When I picked accommodation, I didn’t want to have to be forced to do group activities. I was disappointed that there wasn’t greater facilities and things open later in the immediate area.
I’m a mature-aged undergraduate student. Most undergraduates make friends with other students in their residential halls and then move with these friends into group housing later. Can you provide an environment for these students who want more independent living to stay on campus?
As an international student, I wanted to live on campus as my first preference. I really enjoyed the social aspect of the residential hall environment. I enjoyed the shared kitchens and learned how to cook a lot of different meals.
Why does ANU not guarantee accommodation for postgraduate students? I arrived here post O-week and spent 15 days in a backpackers’ hostel while studying.
Vice-Chancellor: The only way we can do it for everyone is build more accommodation. We base our present policy on the assumption undergraduate students are more vulnerable than postgraduate students but we know that is not always the case.
Is there a future for postgraduate families on campus?
Vice-Chancellor: Right now, it is difficult to provide such accommodation. But with the redevelopment of Union Court, there is a plan to build accommodation for families as part of that. It’s one of the shortfalls we have in our accommodation at present.

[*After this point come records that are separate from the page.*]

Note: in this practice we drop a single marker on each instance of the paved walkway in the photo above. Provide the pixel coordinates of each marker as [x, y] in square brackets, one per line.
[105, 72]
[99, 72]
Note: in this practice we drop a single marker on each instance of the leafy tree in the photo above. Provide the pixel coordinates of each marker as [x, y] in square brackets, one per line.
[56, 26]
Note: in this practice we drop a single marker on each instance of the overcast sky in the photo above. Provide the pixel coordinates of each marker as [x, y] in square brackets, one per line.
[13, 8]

Many international students prefer to live on campus because it is a good environment to make friends. However, when people apply from their home country the advice that there is accommodation comes very late. It can be a big problem when people come from a strange country to not have accommodation certainty. It can discourage people from coming to ANU.
Vice-Chancellor: It’s something ANU is very aware of and we are trying to improve this process. I absolutely appreciate this is a significant concern for international students.

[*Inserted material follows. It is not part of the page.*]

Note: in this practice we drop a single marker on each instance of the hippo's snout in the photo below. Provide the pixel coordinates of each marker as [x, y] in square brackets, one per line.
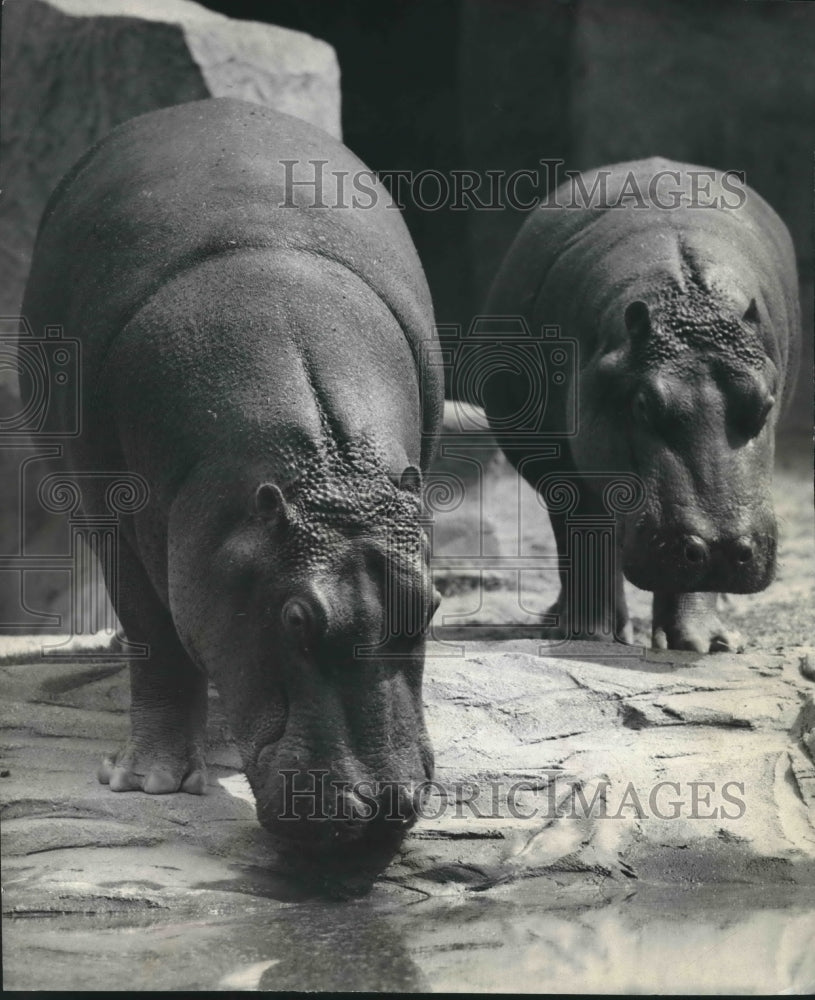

The contracts for rooms are very inflexible. When I was offered accommodation, there was a very limited time in which I could lock in a contract and pay the deposit. I wasn’t prepared for this and it wasn’t what I was used to.
Vice-Chancellor: I agree, that would be a big shock. Maybe we need to look at better communication to international students.
Some students have double beds, some have single. Why is this? Are demographics taken into consideration? Some rooms have air conditioning and some don’t.
Vice-Chancellor: One of the things students have indicated in consultation is a desire for double beds. This is a very important issue for students. However, when asked, they didn’t mind about the air conditioning. It was a trade-off.
Ian Walker: There is a major problem with the air conditioning, especially on the third floor of Toad Hall. There needs to be serious consideration of power usage over the summer.
With the tariffs going up, I hear many concerns from students about the furnishings of bedrooms and other facilities, including the size of beds, the quality of curtains and cooking facilities.
Vice-Chancellor: We agree and that’s why we are starting this process. We appreciate that some of the buildings need to be refurbished and that is why we are seriously looking at how we modernise and improve accommodation for all of our students. Some halls need major maintenance and capital investment. We want to provide good value for money for our students.